Amad Ahmad, ein kurdischer Geflüchteter aus Syrien, ist im Juli dieses Jahres aufgrund einer Verwechslung fälschlicherweise von der Polizei verhaftet worden. Ihm wurden die Straftaten eines anderen Mannes vorgeworfen, der laut Ermittlungsbehörden einen ähnlich klingenden Namen hatte.

Der Fall erinnert an den von Oury Jalloh, einem Geflüchteten, der 2005 in Haft mutmaßlich von Polizist*innen ermordet worden ist, und die Behörden Akten vernichtet und alles dran gesetzt haben, keine Aufklärung zu leisten.

Zwei Monate nach der Verwechslung Amads saß er immer noch in Haft. Dass es sich tatsächlich nur um einen Irrtum handelte, klingt unrealistisch, denn die Behörden hatten Amads Fingerabdrücke, inklusive all seiner Fotos und personenbezogener Daten, wie auch die derjenigen Person, für die Amad gehalten wurde. Dass diese nicht übereinstimmten, wurde von der Polizei nicht weiter hinterfragt. Denn Amad blieb, obwohl es klar war, dass er nicht der gesuchte Mann war, in Haft. Sachgrundlose, bewusst fälschliche Inhaftierungen sollten in einem Rechtsstaat niemals zustande kommen, vor allem nicht über diesen Zeitraum.

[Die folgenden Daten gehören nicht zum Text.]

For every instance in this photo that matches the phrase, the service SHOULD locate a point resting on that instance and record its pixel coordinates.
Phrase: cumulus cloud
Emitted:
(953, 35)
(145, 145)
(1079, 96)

Einen noch größeren Skandal stellt die Tatsache da, dass ihm in der Haft ein Rechtsbeistand nur bedingt zugänglich gemacht wurde, was einen Rechtsbruch darstellt.

Am 17. September dieses Jahres brannte es in Amads Zelle. Am 29. September erlag er seinen Verletzungen im Krankenhaus. Wie konnte es zu seinem Tod unter staatlicher Beobachtung kommen? Die Umstände, die zum Tod Amads führten müssen aufgeklärt werden.

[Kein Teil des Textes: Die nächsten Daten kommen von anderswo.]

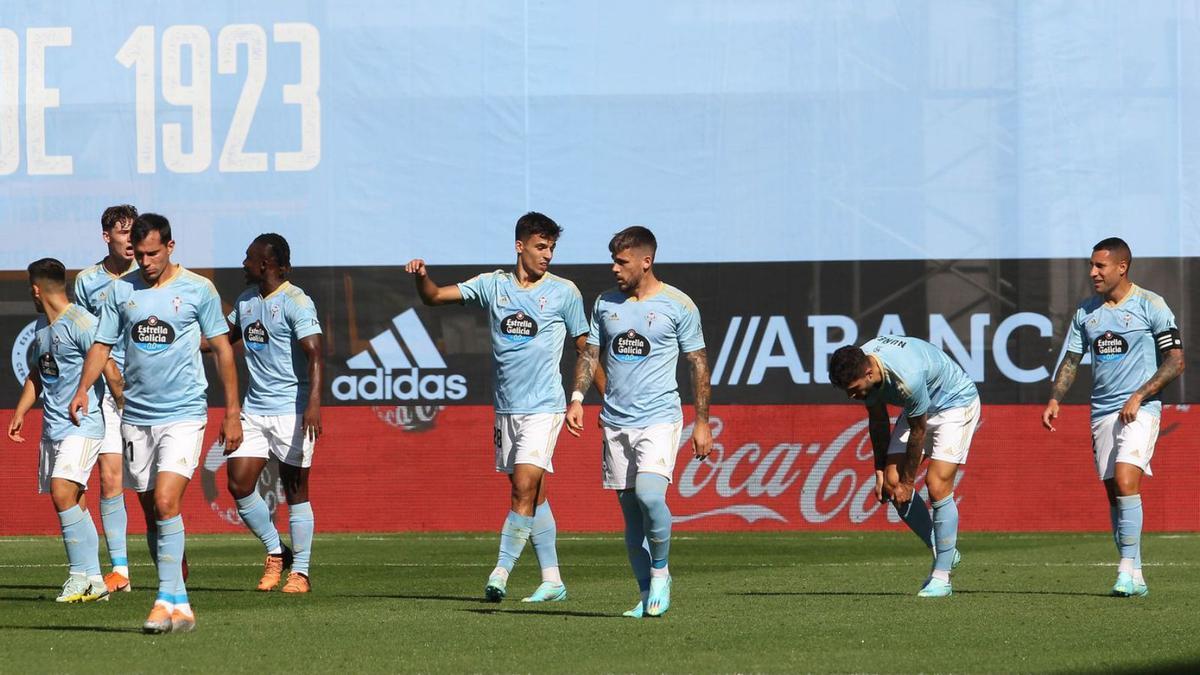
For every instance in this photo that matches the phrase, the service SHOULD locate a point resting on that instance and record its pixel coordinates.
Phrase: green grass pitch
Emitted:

Amad hatte zum Zeitpunkt des Brandes die Gegensprechanlage betätigt, um Hilfe zu rufen. Wieso hat das Justizministerium in einem ersten Bericht verheimlicht, dass die Anlage betätigt worden ist? Dies widerspricht der von den Behörden aufgestellten These, es handle sich um einen Suizid.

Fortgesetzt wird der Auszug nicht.